Meal planning and weekend meal prep sessions are the top two systems that can save you time in the kitchen. They’ll also save your sanity! For anyone who wishes to eat more home-cooked meals and less processed food and take-out, vegan meal prep is a game changer. For vegans who care about optimal nutrition, but who do not have an hour to cook dinner every night, forethought and preparation are even more important, since the store-bought options often leave to be desired.
If you tried meal prep in the past, but fell off the bandwagon, it’s not too late to try again. If you haven’t yet given it a shot because you are a little intimidated, fear not! Gather these seven ingredients and you are guaranteed to have a better week, food wise, than if you just wing it.
Why do you want to do prep sessions? If you have almost zero time to cook on weeknights, you’ll want to have complete meals ready to simply reheat. Are you looking for grab-and-go lunches? You can cook whole grains, mix dressings and prepare other ingredients and pre-assemble in individual containers. Those whose priority is to avoid processed and store-bought food will dedicate some prep time to cooking up your own staples like plant-based milks and cheeses, beans from scratch, and seitan. Knowing what you need will prevent wasted time, food, and money.

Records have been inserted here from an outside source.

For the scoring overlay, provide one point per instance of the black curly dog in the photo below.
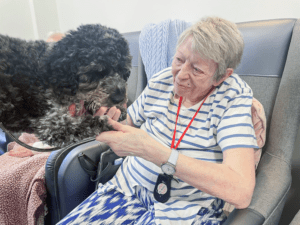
(89, 67)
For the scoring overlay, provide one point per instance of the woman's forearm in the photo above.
(220, 180)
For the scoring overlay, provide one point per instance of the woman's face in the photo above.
(192, 75)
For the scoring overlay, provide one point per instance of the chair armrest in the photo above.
(269, 194)
(245, 217)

Block 1 to 4 hours in your calendar every week or two, depending on your prep style and skill level. It gets easier and faster, promise. Put the time and dates in your calendar a few weeks ahead of time, so that if a conflicting activity comes up you’ll remember to reschedule your prep session. If you have children who are too small to really help, enroll another caregiver to take them out of the house. Important: start small! If you have never done this, do not attempt to cook five complete meals in your first attempt. Set a realistic goal, celebrate your results and take a slightly bigger bite next time.
Do not go into your meal prep session without a plan! Make a detailed list of your upcoming meals and break it down by component. For example, if you plan on having a Buddha bowl, you’d want to list: quinoa, baked tofu, shredded veggies, dressing. Identify what components can be prepared ahead and add to your session plan. (Need inspiration? Get one of my fill-in-the-blanks templates, then come back!) Remember that there is a learning curve, so make sure that the number of components to cook in your prep session suits your level of experience.

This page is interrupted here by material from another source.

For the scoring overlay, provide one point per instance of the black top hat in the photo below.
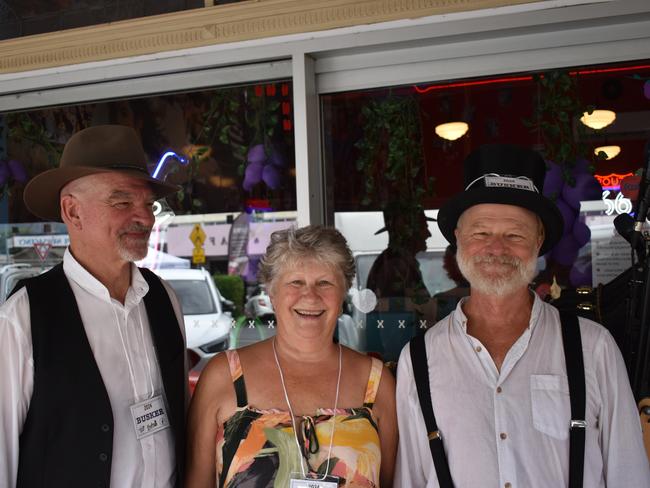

Make sure you have all the necessary ingredients at hand… unless you are a pro at substitutions. Many seasoned preppers prefer going to the grocery store the day before to break down the effort. My favorite sequence is to plan my meals on Friday night, get groceries Saturday morning, and cook Sunday afternoon.
While it is not a requirement, matching containers make it easier to fit everything in your fridge and freezer. Rectangular snap-top glass containers are my favorites. If using Mason jars, fill well below the top to avoid breakage. Also make sure the food has cooled completely in the fridge before freezing. There is nothing wrong with plastic as long as you wait until the food has completely cooled before transferring from your cooking vessel to the storage container.
Also make sure there is space in your fridge and freezer before starting. If your freezer is full, maybe you should focus on eating what’s in there before cooking up more. If you have spoiled food, or unidentified leftovers, feed your composting worms and clean everything before you start.
Consider this a (kitchen) workout! Playing some of your favorite tunes will give some rhythm to your chopping, making the time spent feel like a treat. Podcasts or audiobooks can make great partners, too! But for the sake of your fingers please don’t get too captivated by the content while the chef’s knife is out.
Bonus: kitchen buddy
If your kitchen size allows it, make it a prep party with one or two like-minded friends. This can also be a great bonding activity for sisters-in-law! Each cook brings a favorite recipe and the corresponding ingredients, and everyone goes home with a diversity of dishes to eat later.
Is there something else that you think you’d need to be successful at vegan food prep and batch cooking?